La fattispecie all’esame odierno, a tutta evidenza, si inquadra esattamente nello schema delle casistiche appena esaminate: è agevole, pertanto, pervenire alle medesime conclusioni.

In sostanza, per tutto quanto sopra esposto, in carenza del su detto elemento psicologico minimo della colpa grave, non sussistono sufficienti presupposti per accogliere la domanda attorea nei confronti dei convenuti.

5. Le su riferite conclusioni rendono indubbiamente superfluo l’esame delle ulteriori, specifiche eccezioni, formulate dai convenuti F., N. e A. in ordine ai profili di carattere più specificamente gestionale della vicenda odierna (relativi cioè alla corretta delimitazione di compiti, responsabilità e prerogative dei funzionari amministrativi nella fattispecie); profili che restano, dunque, assorbiti.

6. I convenuti, in definitiva, devono essere mandati assolti dalla richiesta di condanna della Procura regionale.

Sussistono, peraltro, giusti motivi per la compensazione delle spese di causa tra le parti.

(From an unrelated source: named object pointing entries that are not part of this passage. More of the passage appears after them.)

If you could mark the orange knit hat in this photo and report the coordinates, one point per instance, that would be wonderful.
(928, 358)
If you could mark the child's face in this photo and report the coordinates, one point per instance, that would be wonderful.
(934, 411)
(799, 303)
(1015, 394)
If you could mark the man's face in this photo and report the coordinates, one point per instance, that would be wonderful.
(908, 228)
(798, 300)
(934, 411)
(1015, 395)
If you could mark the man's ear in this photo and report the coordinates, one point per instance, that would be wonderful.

7. Il Collegio, infine, ai sensi dell’art. 53 del R.D. 12 luglio 1934, n. 1214 – in materia di obbligo di denunzia alla Procura di tutti i fatti potenzialmente lesivi per l’Erario – non può esimersi dal disporre la trasmissione, alla Procura regionale, della videocassetta depositata in udienza dall’avv. Medugno, in quanto il relativo contenuto – riguardante altra e diversa vicenda, rispetto a quella pervenuta all’esame odierno – potrebbe integrare gli estremi di una notitia damni meritevole di istruttoria da parte dell’Organo requirente: eventualità che la Sezione non può evidentemente stimare in questa sede, essendo l’azione contabile riservata all’esclusiva valutazione del Procuratore regionale competente per territorio (art. 1 L. n. 20/1994, cit.).

Al su detto incombente provvederà la Segreteria di questa Sezione.

P.Q.M.

La Corte dei conti – Sezione giurisdizionale per la regione Lazio, ogni contraria istanza ed eccezione respinte,

assolve

i convenuti sigg.ri: F.R., M.F., S.N. e F.A., dalle domande di cui all’odierno atto di citazione del Procuratore regionale.

Spese di giudizio compensate.

Dispone, inoltre, che la videocassetta depositata dall’avv. Medugno nel corso dell’odierna udienza dibattimentale sia trasmessa, per quanto di eventuale competenza, alla Procura regionale presso questa Sezione giurisdizionale per il Lazio, a cura della Segreteria della Sezione.

Così deciso in Roma, nella Camera di Consiglio del giorno 14 luglio 2003.